Street patterns with a lot of cul-de-sacs use less asphalt and concrete which save developers money and because they only handle local traffic, cul-de-sacs could be narrower, another win for developers. Despite the benefits of cul-de-sacs, it took a while for them to catch on. They weren’t even prominently used in example neighborhood unit communities. Their popularity comes from a pretty mundane source engineering design standards.
Transportation engineering emerged as a separate field from civil engineering in the 1920s, and in 1931 thirty engineers got together to form the Institute of Transportation Engineers. This organization is notable for publishing design standards for the road building industry. They became the design manuals engineers grabbed when they laid out subdivisions.
ITE in its 1965 publication recommended practice for subdivision streets, recommended that subdivisions should discourage through traffic, four-way intersections should be avoided in favor of key intersections. Curvilinear patterns loops and cul-de-sac should be used to encourage slow-moving traffic. T-intersections were encouraged because of an engineering study that compared crash rates between gridded neighborhoods and FHA’s unit neighborhoods. The study found that there were almost eight times the crashes in gritted networks. They also found that T-intersections had no crashes at all. They concluded that for safety’s sake neighborhoods should be full of cul-de-sacs, T-intersections and convoluted street patterns.
Subsequent updates through 1990 did little to change these recommendations. The period between the first publication in 1965 and 1990 saw a huge residential building boom in the United States and engineers at the time used those ITE standards.
So that’s how we got from the gridded streets of the 19th century to the disconnected mess of today. This is primarily a result of the institutionalization of street design standards, first by the federal government and by industry organizations. Once something becomes standard practice, it’s really hard to change.

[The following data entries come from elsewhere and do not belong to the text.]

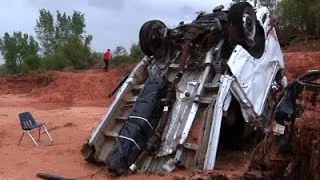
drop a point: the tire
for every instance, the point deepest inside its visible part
(151, 37)
(250, 37)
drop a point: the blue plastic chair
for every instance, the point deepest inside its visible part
(28, 123)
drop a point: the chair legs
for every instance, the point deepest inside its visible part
(21, 137)
(39, 134)
(33, 139)
(44, 127)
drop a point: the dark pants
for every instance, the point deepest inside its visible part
(106, 64)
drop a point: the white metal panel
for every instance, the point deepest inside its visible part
(254, 75)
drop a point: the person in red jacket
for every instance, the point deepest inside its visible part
(107, 58)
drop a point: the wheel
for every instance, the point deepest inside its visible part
(245, 29)
(151, 37)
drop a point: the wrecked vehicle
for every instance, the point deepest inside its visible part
(201, 85)
(286, 152)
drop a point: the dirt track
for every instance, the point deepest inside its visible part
(71, 104)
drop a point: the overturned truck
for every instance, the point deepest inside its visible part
(203, 84)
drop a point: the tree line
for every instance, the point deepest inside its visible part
(62, 41)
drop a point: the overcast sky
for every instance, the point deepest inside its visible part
(111, 22)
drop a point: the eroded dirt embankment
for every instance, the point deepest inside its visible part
(90, 88)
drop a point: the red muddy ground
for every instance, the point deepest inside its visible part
(71, 104)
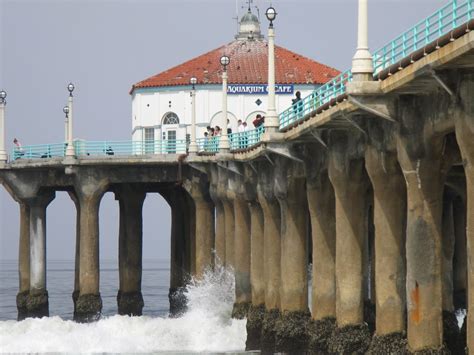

You may have noticed that this article mentions disconnected street patterns in somewhat negative tone, and that’s because building streets like this makes it really hard to use any kind of transportation option besides a car. Circuitous streets make walking and biking trips longer which can discourage people from doing so.
Thankfully, cities have begun to rethink their subdivision street design standards and we’re seeing networks with more connections for pedestrians and cyclists. The next phase of residential street design could be some sort of hybrid or cul-de-sac still exist because people love to live on them. But there are paths for other modes, some places already have these path systems and it’s something we could see more of in the future.